De-duplication involves looking for repeated bit patterns at the sub-file level and replacing them with pointers to the original bit pattern. With highly redundant data, such as backup files, this can shrink them to a tenth or twentieth of their original size. This makes disk-to-disk backup more useful as a greater amount of backup data can be held on fast disk arrays instead of slow tape cartridges.

Howeve, de-duping needs a lot of processing power and is often carried out after the raw data has been copied to a disk storage device, typically a virtual tape library (VTL). Such post-processing de-dupe lets backup proceed at disk speed rather than slower tape speed, around 200MB/s or more.

By using specialised rather than commodity software and through the Woodcrest CPUs, the DD580 can de-dupe data inline at 180MB/sec onto its serial ATA drives, not as fast as VTL post-processing de-dupe products from Sepaton and Quantum/ADIC. It is slower than a streaming LTO4 tape drive backing up compressed data at around 240MB/sec.

But the DD580 is faster than other inline de-dupe products such as ones from Diligent and Quantum, EMC/Avamar and Symantec's PureDisk. Data Domain's MD for EMEA sales, Kevin Platz, said: "These systems are not designed for performance, volume and scalability; some of these products function well but overall they only work with smaller data loads, i.e. up to approximately 250GB of backup data. Also, they are used in lieu of standard backup software and require considerable migration to get their data under the management of the customer's existing backup software."

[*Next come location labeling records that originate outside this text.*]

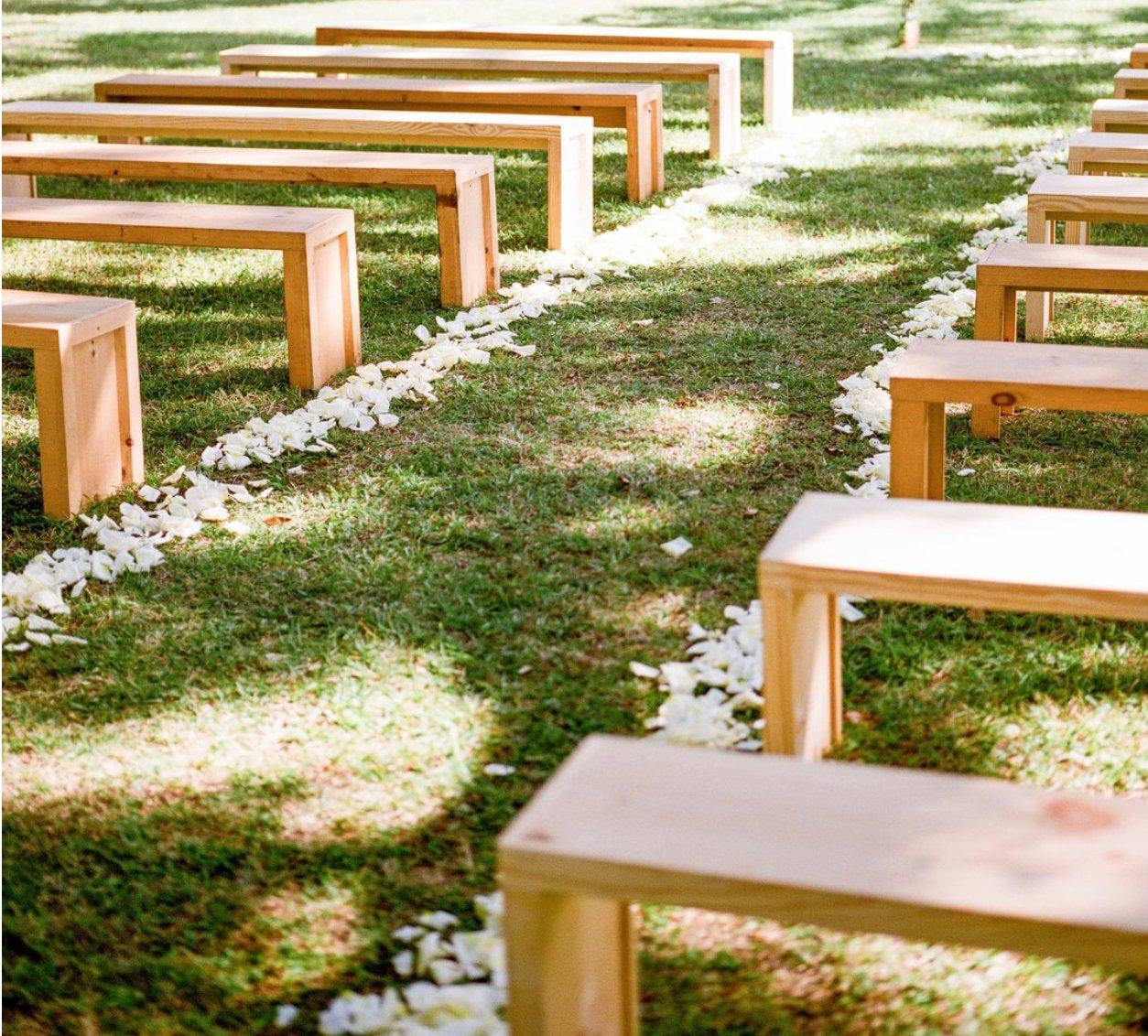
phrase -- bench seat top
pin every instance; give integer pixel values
(931, 370)
(49, 320)
(854, 847)
(154, 86)
(753, 40)
(1111, 112)
(977, 556)
(631, 63)
(1067, 267)
(288, 166)
(442, 129)
(175, 222)
(1121, 191)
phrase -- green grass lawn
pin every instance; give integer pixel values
(271, 752)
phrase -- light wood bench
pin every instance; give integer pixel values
(774, 49)
(635, 108)
(320, 271)
(1131, 84)
(1006, 268)
(1120, 116)
(931, 373)
(462, 186)
(930, 552)
(923, 856)
(1079, 201)
(719, 71)
(87, 393)
(1108, 153)
(566, 140)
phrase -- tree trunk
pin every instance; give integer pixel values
(911, 23)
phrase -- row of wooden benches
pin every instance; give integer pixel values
(85, 357)
(925, 856)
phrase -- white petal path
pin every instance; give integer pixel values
(39, 594)
(713, 696)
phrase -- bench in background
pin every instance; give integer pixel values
(1120, 117)
(931, 552)
(719, 71)
(774, 49)
(462, 186)
(633, 107)
(1007, 268)
(87, 393)
(320, 271)
(931, 373)
(1079, 201)
(568, 141)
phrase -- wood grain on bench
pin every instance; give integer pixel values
(1131, 84)
(634, 107)
(1120, 116)
(87, 393)
(320, 272)
(719, 71)
(1108, 153)
(931, 373)
(774, 49)
(569, 141)
(855, 848)
(462, 186)
(974, 556)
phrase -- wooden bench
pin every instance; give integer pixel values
(320, 272)
(1120, 116)
(720, 71)
(1108, 153)
(1079, 201)
(568, 141)
(633, 107)
(87, 393)
(1131, 84)
(923, 856)
(931, 373)
(930, 552)
(1006, 268)
(774, 49)
(462, 186)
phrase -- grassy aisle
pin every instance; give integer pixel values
(272, 750)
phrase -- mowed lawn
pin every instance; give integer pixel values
(271, 751)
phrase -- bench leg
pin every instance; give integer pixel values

The DD580 works readily with existing backup infrastructures and has in-built replication. It can send de-duped data immediately to a remote site, enabling recovery with up to date information, not possible with a post-processing de-dupe product. As it is sending a reduced amount of data to the remote site, there is a saving of WAN bandwidth and/or time as well. (See earlier customer story here.)

Fully configured with 16 DD580 controllers, a DDX array can achieve more than 12TB/hour throughput and up to 20PB capacity. It is also available as a DD580g gateway with back-end Fibre Channel or SATA drives. The DD580 will be generally available by August and costs from $120,000 (£80,000 in the UK) for a 15-drive basic appliance. Working out whether a DD580 is better value than either a post-processing de-dupe product or a tape library will require putting a value on its replication features, also its cost of ownership, compared to either of the two alternatives.